Plaintiff brings this action under 42 U.S.C. § 1983 and invokes this Court's jurisdiction under 28 U.S.C. § 1343. He attacks the constitutionality of A.R.S. § 28-691 on three grounds: 1) the statute denies him due process of law; 2) the statute is violative of the equal protection of the laws, and 3) the statute is invalid because a suspect requested to submit to the test is not permitted the assistance of counsel prior to the rendition of a decision to suspend.
A Three-Judge Court was convened pursuant to 28 U.S.C. §§ 2281 and 2284, as plaintiff contends that the implied consent law be declared unconstitutional, and that defendant be enjoined from enforcing the provisions of that statute against him.
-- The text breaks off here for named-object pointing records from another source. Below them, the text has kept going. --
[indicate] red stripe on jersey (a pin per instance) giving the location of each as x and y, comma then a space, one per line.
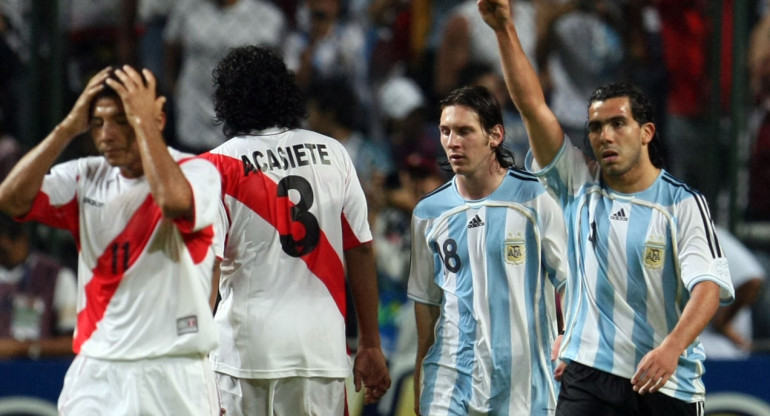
120, 254
198, 243
258, 192
63, 216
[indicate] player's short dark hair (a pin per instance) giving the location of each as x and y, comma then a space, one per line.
253, 90
642, 111
109, 92
484, 103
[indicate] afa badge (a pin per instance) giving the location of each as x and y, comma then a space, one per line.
515, 251
654, 256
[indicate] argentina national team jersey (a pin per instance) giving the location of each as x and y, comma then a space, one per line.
492, 265
634, 260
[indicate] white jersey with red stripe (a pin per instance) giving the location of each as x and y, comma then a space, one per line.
143, 280
294, 205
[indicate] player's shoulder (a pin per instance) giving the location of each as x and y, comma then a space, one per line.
437, 201
677, 190
522, 184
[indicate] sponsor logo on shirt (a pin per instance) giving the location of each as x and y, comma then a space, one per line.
620, 215
187, 325
515, 250
89, 201
654, 255
475, 222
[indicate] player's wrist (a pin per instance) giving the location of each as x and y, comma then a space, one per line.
33, 350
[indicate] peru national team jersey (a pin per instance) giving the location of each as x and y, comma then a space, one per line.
492, 266
294, 204
634, 260
143, 280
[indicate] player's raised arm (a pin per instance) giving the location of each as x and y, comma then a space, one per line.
545, 133
20, 187
144, 110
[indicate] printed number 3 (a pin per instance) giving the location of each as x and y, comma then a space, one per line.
300, 214
448, 255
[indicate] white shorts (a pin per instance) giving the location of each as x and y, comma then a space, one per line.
159, 386
296, 396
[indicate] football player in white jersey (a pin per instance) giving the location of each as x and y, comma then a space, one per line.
647, 271
142, 216
297, 228
488, 250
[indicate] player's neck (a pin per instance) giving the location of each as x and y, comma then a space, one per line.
482, 184
633, 181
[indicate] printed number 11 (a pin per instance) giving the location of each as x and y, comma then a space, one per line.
117, 259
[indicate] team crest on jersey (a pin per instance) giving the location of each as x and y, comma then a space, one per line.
515, 250
654, 255
187, 325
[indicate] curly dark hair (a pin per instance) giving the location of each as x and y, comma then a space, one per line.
641, 109
253, 90
480, 100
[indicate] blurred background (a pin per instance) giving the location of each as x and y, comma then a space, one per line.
373, 72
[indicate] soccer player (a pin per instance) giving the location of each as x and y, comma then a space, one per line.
647, 272
142, 216
488, 250
297, 226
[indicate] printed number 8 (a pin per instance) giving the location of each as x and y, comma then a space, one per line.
300, 214
449, 255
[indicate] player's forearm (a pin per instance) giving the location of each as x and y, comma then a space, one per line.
545, 133
363, 284
700, 309
168, 185
21, 186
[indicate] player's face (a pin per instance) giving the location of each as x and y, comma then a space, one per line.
114, 136
468, 147
619, 142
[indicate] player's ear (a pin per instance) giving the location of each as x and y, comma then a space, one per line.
648, 132
160, 113
496, 135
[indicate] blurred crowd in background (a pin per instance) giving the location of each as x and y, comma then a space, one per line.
373, 72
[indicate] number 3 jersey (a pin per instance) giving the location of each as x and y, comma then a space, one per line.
492, 266
294, 204
143, 280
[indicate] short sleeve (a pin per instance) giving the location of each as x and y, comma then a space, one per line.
56, 202
206, 185
422, 287
701, 258
65, 301
355, 214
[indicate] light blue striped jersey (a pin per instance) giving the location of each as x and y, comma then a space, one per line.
634, 259
492, 265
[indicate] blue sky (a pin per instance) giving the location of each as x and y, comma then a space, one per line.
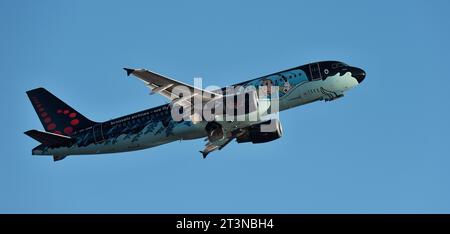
383, 148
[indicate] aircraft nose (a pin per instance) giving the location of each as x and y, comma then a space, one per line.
359, 74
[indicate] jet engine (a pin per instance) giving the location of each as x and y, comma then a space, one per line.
255, 135
215, 131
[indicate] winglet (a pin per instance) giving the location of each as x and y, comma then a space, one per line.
129, 70
204, 154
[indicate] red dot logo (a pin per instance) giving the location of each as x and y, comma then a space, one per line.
74, 122
51, 126
47, 120
68, 130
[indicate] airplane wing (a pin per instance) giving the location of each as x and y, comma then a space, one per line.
165, 86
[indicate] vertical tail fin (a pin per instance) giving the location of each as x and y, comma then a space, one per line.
55, 115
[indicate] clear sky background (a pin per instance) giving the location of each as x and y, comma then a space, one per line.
383, 148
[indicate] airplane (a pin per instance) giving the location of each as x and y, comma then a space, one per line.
68, 132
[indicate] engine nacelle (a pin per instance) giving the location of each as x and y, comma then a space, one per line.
254, 134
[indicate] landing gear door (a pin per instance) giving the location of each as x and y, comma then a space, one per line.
314, 68
98, 133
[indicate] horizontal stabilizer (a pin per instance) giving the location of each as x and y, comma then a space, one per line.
49, 139
129, 71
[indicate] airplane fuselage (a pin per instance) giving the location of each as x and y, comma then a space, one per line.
326, 80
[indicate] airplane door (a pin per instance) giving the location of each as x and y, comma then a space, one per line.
314, 68
98, 133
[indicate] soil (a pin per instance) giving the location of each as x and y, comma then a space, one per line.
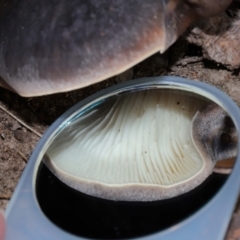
17, 140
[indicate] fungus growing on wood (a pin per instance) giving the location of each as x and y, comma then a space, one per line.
57, 46
143, 146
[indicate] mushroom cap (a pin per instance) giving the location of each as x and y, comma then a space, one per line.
136, 147
56, 46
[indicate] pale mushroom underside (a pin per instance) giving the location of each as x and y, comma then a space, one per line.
136, 147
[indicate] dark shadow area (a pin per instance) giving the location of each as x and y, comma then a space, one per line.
91, 217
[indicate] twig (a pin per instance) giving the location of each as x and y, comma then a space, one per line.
186, 61
5, 197
20, 121
22, 155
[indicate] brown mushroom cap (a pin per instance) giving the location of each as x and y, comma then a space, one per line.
49, 46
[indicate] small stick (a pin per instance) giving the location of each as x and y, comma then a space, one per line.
5, 197
20, 121
22, 155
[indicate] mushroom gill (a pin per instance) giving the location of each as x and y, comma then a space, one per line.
136, 147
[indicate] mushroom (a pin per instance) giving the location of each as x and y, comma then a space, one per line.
57, 46
142, 146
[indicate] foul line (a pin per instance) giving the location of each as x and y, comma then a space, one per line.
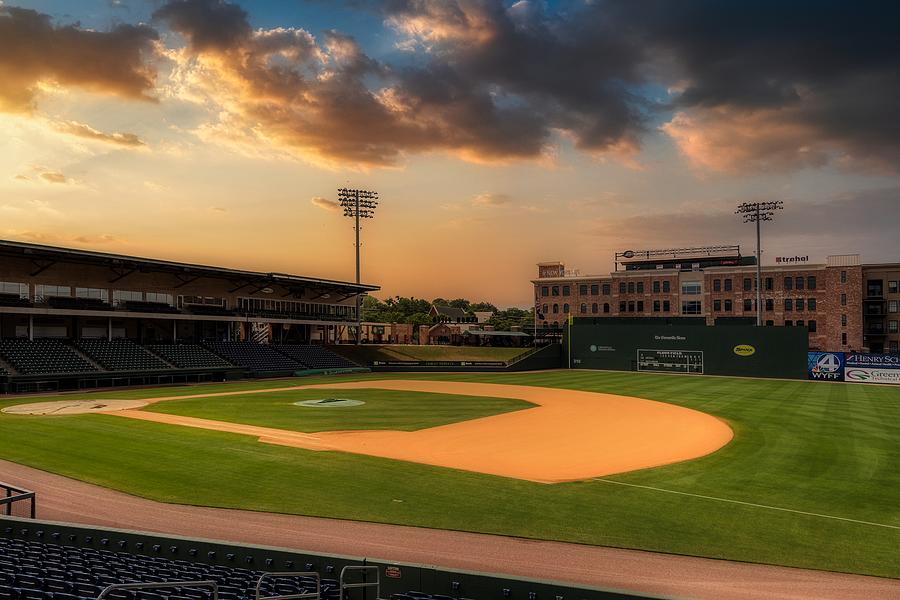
791, 510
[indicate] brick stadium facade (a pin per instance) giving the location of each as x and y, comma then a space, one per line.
844, 304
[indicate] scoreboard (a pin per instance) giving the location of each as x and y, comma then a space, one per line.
670, 361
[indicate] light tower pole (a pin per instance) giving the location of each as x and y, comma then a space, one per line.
358, 204
756, 212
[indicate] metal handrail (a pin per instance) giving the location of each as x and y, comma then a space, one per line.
367, 584
317, 594
15, 494
161, 584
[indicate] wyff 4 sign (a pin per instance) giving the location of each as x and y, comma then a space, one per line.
826, 366
854, 367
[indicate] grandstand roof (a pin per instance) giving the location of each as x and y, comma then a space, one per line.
55, 254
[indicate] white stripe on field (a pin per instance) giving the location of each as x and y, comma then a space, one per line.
791, 510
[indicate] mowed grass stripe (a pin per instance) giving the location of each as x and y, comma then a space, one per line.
819, 448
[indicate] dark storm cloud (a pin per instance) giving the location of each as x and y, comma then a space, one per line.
33, 50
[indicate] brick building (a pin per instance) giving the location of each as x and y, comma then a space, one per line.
844, 304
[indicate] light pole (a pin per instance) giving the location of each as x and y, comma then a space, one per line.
755, 212
358, 204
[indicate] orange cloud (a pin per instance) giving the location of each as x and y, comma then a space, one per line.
33, 51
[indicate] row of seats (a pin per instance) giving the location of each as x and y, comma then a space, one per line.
189, 356
253, 356
120, 355
43, 357
32, 570
315, 357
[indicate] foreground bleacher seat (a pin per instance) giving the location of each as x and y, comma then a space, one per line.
315, 357
253, 356
120, 355
189, 356
43, 357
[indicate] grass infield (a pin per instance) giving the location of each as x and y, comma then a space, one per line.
828, 449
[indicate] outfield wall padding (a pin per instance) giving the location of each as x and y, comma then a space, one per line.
740, 350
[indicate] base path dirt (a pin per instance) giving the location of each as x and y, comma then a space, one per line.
63, 499
569, 435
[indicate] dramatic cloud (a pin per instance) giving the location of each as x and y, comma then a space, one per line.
34, 52
325, 203
86, 131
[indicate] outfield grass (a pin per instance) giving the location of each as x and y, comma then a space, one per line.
830, 449
383, 409
366, 354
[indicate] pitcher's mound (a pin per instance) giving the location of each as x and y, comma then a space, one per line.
73, 407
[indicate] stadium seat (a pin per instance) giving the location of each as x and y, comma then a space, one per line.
121, 355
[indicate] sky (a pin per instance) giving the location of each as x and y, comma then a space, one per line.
498, 134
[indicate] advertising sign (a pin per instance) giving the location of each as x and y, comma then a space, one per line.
826, 366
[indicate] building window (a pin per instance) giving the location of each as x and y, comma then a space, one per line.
691, 288
19, 289
691, 307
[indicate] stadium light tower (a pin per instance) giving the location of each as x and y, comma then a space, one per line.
358, 204
756, 212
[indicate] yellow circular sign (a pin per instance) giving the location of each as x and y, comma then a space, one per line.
744, 350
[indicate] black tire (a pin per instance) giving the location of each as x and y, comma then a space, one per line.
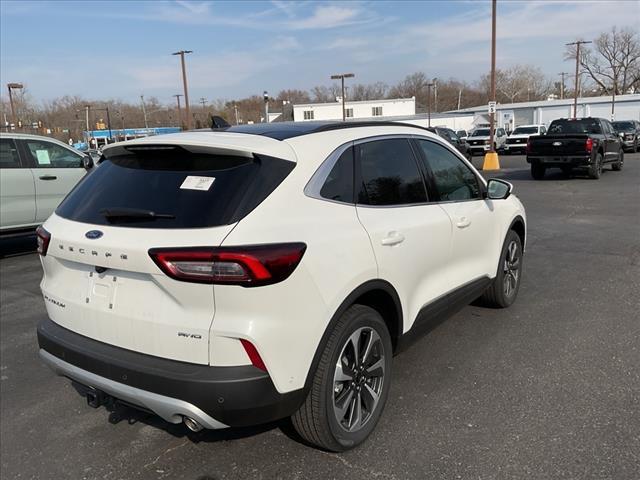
595, 169
317, 419
509, 270
617, 166
537, 171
Before we can reach the issues presented in this case, we must first resolve defendant's motion for partial abstention. Defendant argues that portions of the implied consent statute have not yet been construed by the Arizona Supreme Court. Defendant readily acknowledges that the statute has twice been construed in significant part by the Arizona Supreme Court in Campbell v. Superior Court, 106 Ariz. 542, 479 P.2d 685 (1971), and in Campbell v. Superior Court, 107 Ariz. 330, 487 P.2d 397 (1971). In Campbell (I) it was held, inter alia, that a suspect does not have a right to an administrative hearing prior to the effective date of suspension of his license, and that a suspect does not have the right to consult with an attorney at the time he is requested to submit to a breath test. Campbell (II) declared that the entry of a plea of guilty by a non-consenter to the charge out of which the license suspension arose did not relieve him from the consequences of his refusal under the Act.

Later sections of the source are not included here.